From f4f316b951b0dc766a56e1b600d0769504ba0720 Mon Sep 17 00:00:00 2001
From: Wim Taymans <wtaymans@redhat.com>
Date: Fri, 16 Dec 2022 11:30:18 +0100
Subject: [PATCH] filter-chain: move fft to dsp_ops

---
 src/modules/module-filter-chain/convolver.c | 65 +++++----------------
 src/modules/module-filter-chain/dsp-ops-c.c | 31 ++++++++++
 src/modules/module-filter-chain/dsp-ops.c   | 15 +++++
 src/modules/module-filter-chain/dsp-ops.h   | 43 +++++++++++++-
 4 files changed, 102 insertions(+), 52 deletions(-)

diff --git a/src/modules/module-filter-chain/convolver.c b/src/modules/module-filter-chain/convolver.c
index e1a484a86..6bed5b140 100644
--- a/src/modules/module-filter-chain/convolver.c
+++ b/src/modules/module-filter-chain/convolver.c
@@ -30,8 +30,6 @@
 
 #include <math.h>
 
-#include "pffft.h"
-
 static struct dsp_ops *dsp;
 
 struct convolver1 {
@@ -98,42 +96,6 @@ static int next_power_of_two(int val)
 	return r;
 }
 
-static inline void *fft_new(int size)
-{
-	return pffft_new_setup(size, PFFFT_REAL);
-}
-
-static inline void *ifft_new(int size)
-{
-	return pffft_new_setup(size, PFFFT_REAL);
-}
-
-static inline void fft_destroy(void *fft)
-{
-	pffft_destroy_setup(fft);
-}
-
-static inline void fft_run(void *fft, const float *in, float *out)
-{
-	pffft_transform(fft, in, out, NULL, PFFFT_FORWARD);
-}
-
-static inline void ifft_run(void *ifft, const float *in, float *out)
-{
-	pffft_transform(ifft, in, out, NULL, PFFFT_BACKWARD);
-}
-
-static inline void fft_convolve(void *fft, float *r,
-		const float *a, const float *b, int len, float scale)
-{
-	pffft_zconvolve(fft, a, b, r, scale);
-}
-static inline void fft_convolve_accum(void *fft, float *r,
-		const float *c, const float *a, const float *b, int len, float scale)
-{
-	pffft_zconvolve_accumulate(fft, a, b, c, r, scale);
-}
-
 static void convolver1_reset(struct convolver1 *conv)
 {
 	int i;
@@ -170,10 +132,10 @@ static struct convolver1 *convolver1_new(int block, const float *ir, int irlen)

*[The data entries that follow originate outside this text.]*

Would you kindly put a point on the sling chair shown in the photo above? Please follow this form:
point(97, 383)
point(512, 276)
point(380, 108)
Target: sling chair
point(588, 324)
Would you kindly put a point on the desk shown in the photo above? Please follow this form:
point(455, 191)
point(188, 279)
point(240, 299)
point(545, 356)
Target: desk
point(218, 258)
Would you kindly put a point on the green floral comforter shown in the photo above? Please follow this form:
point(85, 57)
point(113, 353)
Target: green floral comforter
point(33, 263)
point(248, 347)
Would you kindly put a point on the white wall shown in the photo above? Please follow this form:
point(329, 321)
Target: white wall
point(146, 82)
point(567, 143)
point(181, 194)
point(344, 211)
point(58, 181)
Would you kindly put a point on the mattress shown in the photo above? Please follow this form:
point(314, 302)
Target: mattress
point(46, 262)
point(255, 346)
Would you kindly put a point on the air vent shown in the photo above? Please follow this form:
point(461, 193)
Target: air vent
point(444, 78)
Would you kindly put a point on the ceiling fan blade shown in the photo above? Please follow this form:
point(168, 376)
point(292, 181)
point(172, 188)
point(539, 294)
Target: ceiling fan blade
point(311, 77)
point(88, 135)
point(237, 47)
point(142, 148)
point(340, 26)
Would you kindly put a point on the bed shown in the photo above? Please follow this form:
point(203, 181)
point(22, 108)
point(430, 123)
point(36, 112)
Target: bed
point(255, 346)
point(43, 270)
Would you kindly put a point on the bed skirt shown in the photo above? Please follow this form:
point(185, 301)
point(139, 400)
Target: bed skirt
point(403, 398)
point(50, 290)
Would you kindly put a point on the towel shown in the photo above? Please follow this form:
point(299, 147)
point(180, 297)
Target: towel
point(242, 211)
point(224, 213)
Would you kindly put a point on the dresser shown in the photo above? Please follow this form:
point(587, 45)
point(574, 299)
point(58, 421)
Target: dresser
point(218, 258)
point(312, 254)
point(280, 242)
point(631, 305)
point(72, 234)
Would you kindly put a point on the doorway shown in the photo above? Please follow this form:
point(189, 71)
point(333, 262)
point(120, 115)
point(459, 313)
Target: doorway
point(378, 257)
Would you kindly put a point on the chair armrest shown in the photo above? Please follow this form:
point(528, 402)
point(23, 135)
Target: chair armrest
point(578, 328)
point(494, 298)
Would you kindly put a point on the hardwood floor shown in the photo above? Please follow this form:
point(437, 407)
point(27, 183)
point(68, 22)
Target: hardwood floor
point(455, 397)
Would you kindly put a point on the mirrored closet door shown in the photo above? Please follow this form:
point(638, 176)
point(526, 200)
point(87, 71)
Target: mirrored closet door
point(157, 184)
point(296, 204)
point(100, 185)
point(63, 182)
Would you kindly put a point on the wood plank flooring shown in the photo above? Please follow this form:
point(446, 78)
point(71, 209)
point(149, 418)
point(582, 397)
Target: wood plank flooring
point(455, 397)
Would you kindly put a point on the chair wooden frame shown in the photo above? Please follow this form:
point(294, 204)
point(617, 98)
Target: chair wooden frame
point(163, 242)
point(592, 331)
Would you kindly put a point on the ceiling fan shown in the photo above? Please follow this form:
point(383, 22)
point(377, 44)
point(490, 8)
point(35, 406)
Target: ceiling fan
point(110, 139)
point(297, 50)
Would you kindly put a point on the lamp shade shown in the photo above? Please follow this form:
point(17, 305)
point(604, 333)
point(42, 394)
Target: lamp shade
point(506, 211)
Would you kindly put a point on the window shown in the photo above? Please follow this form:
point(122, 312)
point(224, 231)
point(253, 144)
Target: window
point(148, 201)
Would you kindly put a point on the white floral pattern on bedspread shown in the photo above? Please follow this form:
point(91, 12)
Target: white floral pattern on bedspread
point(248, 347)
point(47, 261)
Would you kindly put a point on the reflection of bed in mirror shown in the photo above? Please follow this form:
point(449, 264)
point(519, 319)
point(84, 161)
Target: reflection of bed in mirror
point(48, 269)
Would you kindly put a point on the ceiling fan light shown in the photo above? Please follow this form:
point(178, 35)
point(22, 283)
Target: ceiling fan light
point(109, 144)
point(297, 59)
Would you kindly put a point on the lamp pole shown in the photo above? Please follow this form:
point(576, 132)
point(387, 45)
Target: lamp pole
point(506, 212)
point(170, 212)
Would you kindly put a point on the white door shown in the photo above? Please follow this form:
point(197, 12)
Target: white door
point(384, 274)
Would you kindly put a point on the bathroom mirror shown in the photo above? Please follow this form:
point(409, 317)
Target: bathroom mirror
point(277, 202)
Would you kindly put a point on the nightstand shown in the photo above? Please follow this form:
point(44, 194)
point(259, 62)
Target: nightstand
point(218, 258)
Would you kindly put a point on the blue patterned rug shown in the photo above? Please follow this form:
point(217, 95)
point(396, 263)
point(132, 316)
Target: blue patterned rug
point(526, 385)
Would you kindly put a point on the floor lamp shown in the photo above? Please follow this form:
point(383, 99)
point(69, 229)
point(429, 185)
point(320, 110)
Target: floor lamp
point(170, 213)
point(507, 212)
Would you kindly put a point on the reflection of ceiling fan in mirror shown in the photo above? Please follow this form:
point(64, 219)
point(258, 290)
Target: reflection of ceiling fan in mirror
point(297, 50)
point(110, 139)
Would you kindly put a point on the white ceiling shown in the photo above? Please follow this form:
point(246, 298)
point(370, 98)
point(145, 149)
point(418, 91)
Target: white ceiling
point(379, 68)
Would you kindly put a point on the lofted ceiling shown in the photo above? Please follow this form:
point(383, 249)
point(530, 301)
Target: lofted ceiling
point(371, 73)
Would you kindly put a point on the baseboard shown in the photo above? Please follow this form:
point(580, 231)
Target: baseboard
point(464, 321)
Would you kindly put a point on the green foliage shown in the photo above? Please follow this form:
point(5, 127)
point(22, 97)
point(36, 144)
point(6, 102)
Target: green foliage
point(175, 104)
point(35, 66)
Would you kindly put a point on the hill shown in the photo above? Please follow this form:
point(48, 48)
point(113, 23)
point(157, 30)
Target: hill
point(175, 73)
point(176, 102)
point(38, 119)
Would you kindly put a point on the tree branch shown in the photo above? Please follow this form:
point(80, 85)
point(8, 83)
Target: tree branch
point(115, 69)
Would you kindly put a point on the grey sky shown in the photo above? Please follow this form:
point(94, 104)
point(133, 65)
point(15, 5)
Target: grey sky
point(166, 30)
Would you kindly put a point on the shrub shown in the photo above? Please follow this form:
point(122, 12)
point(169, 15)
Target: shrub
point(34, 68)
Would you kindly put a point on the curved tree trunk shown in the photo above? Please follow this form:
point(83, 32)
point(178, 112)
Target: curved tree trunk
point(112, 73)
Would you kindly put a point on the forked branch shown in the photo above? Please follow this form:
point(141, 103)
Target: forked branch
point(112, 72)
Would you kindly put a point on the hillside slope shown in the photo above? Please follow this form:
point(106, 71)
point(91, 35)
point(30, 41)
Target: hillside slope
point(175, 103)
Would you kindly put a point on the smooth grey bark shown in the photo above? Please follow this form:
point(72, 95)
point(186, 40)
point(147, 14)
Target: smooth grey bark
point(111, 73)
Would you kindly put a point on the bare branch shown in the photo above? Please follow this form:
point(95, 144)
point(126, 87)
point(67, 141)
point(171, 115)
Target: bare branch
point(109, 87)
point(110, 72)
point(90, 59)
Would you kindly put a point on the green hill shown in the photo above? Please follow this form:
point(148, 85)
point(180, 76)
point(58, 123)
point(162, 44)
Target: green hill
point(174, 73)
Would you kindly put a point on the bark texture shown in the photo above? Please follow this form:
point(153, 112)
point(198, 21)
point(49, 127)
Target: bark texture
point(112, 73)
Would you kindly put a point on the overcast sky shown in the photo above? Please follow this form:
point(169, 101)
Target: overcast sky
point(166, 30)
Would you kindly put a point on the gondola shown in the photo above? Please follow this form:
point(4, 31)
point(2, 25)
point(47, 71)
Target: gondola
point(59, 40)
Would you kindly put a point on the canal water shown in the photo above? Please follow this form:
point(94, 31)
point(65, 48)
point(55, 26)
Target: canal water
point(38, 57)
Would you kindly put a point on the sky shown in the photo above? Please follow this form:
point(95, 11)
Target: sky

 	conv->segCount = (irlen + conv->blockSize-1) / conv->blockSize;
 	conv->fftComplexSize = (conv->segSize / 2) + 1;
 
-	conv->fft = fft_new(conv->segSize);
+	conv->fft = dsp_ops_fft_new(dsp, conv->segSize, true);
 	if (conv->fft == NULL)
 		goto error;
-	conv->ifft = ifft_new(conv->segSize);
+	conv->ifft = dsp_ops_fft_new(dsp, conv->segSize, true);
 	if (conv->ifft == NULL)
 		goto error;
 
@@ -195,7 +157,7 @@ static struct convolver1 *convolver1_new(int block, const float *ir, int irlen)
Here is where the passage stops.